The New Anglia Local Enteprise Partnership (LEP) Community Challenge Fund supports projects aiming to help groups including the homeless, those suffering from mental illness, ex-offenders and the long-term unemployed to find a job or to become “work ready”.

Previous rounds of the fund have already helped 160 people into employment and a further 460 to become ready for work.

The latest round offers nine awards of £20,000 each for the successful applicants to run their scheme for up to a year, with the two most successful projects then receiving an extra £25,000 each to sustain and scale up their work.

Doug Field, a New Anglia LEP board member and joint chief executive of East of England Co-op, said: “I really enjoying participating in the Community Challenge Fund.

“Looking to help people into work or into a position where they can confidently look for work is vitally important. It’s about the lives these organisations can change, and the economic benefits to the region of helping people into work.”

Stephen Singleton, chief executive of the Suffolk Community Foundation, which, together with its Norfolk counterpart, is working in partnership with the LEP on the challenge fund project, said: “What is exciting about this programme is that it uses the full strength of the voluntary and social enterprise sector to reach out to our most vulnerable people.”

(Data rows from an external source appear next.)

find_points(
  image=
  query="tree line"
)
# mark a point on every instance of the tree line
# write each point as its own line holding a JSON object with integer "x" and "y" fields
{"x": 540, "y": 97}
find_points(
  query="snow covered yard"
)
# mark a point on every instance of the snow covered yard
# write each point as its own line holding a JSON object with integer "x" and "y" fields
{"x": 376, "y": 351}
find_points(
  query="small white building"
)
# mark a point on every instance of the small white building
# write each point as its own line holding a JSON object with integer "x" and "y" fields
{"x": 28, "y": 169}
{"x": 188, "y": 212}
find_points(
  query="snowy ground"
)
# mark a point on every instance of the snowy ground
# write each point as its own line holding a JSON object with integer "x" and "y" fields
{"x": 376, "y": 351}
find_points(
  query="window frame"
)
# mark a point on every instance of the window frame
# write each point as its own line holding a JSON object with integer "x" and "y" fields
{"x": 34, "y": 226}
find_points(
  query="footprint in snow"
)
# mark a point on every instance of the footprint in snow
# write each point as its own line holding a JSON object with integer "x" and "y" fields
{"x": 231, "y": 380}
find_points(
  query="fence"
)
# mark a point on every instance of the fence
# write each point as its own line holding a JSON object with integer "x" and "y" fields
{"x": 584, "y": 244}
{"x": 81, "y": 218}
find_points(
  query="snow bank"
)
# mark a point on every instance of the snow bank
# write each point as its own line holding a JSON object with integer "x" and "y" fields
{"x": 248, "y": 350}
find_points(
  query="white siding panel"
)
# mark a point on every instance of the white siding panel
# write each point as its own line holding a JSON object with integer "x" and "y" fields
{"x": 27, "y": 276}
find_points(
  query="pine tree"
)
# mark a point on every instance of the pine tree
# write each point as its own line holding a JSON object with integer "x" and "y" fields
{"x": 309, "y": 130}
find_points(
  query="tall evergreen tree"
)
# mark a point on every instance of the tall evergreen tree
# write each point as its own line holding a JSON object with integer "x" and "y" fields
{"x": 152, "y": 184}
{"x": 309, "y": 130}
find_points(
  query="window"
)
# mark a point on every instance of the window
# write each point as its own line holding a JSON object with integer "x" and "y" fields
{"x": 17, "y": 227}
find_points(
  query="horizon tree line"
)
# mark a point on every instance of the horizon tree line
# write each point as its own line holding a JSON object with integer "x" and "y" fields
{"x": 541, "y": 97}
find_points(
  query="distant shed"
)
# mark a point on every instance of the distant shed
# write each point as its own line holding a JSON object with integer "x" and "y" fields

He added: “We are delighted that the continued funding for the programme will allow the voluntary sector to reach out to more people in the year to come.”

Among the programmes already supported by the fund are Cook With Me Training & Education, for a project aimed at bringing together the different cultures in the Norwich Road area of Ipswich through the common “language” of food, and the Saint Edmunds Society in Norwich, for vocational training for young people who have struggled in mainstream education.